Like the SYMPL GP-GPU floating-point operators, the SYMPL RISC CPU floating-point operators can accept (and the SYMPL RISC CPU has the ability to deliver) two new floating-point operands every clock cycle, especially when a RPT instruction is employed in combination with the dual-operand MOV instruction used to simultaneously write the two operands to the operator’s inputs. As a result, the sixteen-shader version of the SYMPL CPU GP-GPU combination can execute roughly 2.1 billion floating-point operations per second when implemented in a Kintex 7 device clocking in the vicinity of 125 MHz. To put this into perspective, clocking at 100 MHz, the SYMPL single-shader GP-GPU can perform a 323-triangle, 3D transformation on all three axes, including rotate, scale, and translate, in roughly 225 usec. In comparison, the sixteen-shader version can have results ready within just 8 usec after the last input triangle is pushed into the last GP-GPU’s data-pool for processing.

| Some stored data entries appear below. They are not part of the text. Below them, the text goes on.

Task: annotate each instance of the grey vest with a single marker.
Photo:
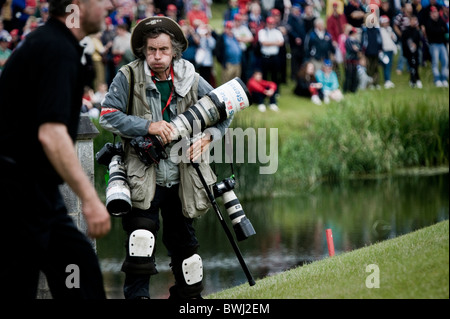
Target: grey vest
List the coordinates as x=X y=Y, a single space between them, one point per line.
x=142 y=178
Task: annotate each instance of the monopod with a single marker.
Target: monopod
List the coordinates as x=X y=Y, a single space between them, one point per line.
x=212 y=199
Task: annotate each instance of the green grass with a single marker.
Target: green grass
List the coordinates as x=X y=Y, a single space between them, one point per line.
x=412 y=266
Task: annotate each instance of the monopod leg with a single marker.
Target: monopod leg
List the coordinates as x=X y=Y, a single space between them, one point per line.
x=250 y=279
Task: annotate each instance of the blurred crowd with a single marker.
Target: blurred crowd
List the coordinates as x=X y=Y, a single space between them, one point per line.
x=333 y=47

Finally, also now included in the SYMPL ISA RTL library is the new SYMPL Intermediate Language (IL) that can be used in lieu of, or in addition to, SYMPL assembly language for writing SYMPL threads and programs. SYMPL-IL is very similar to a primitive form of the BASIC language. For example, instead of using the assembly language mnemonic for testing a bit, you can now use a literal “IF” GOTO . Another example is the “FOR…NEXT” loop. This new IL makes resulting code much easier to read and understand than straight assembly, yet yields identical object code produced by the same assembler. The SYMPL ISA instruction table for both the SYMPL assembler and SYMPL-IL is included with the library at the GitHub repository at the following link:
About SYMPL: The Why
The SYMPL GP-GPU-Compute project began in 2014 to address the lack of an open-source GP-GPU accelerator so that anyone who wants to experiment with their own home-brew or college-brew CPU can easily put it on steroids just to see what it can do. It is hoped that academia and industry will see the merits in the open-source FPGA-accelerated GP-GPU-Compute concept and collaborate to port LLVM and or GCC to support the SYMPL ISA. In addition, SYMPL still needs a cycle-accurate instruction-set simulator and debugger that can work seamlessly with Eclipse Integrated Development Environment. Hopefully, someday soon, SYMPL will be running Android and/or iOS applications in an FPGA system designed by a bunch of college students or a guy in his garage.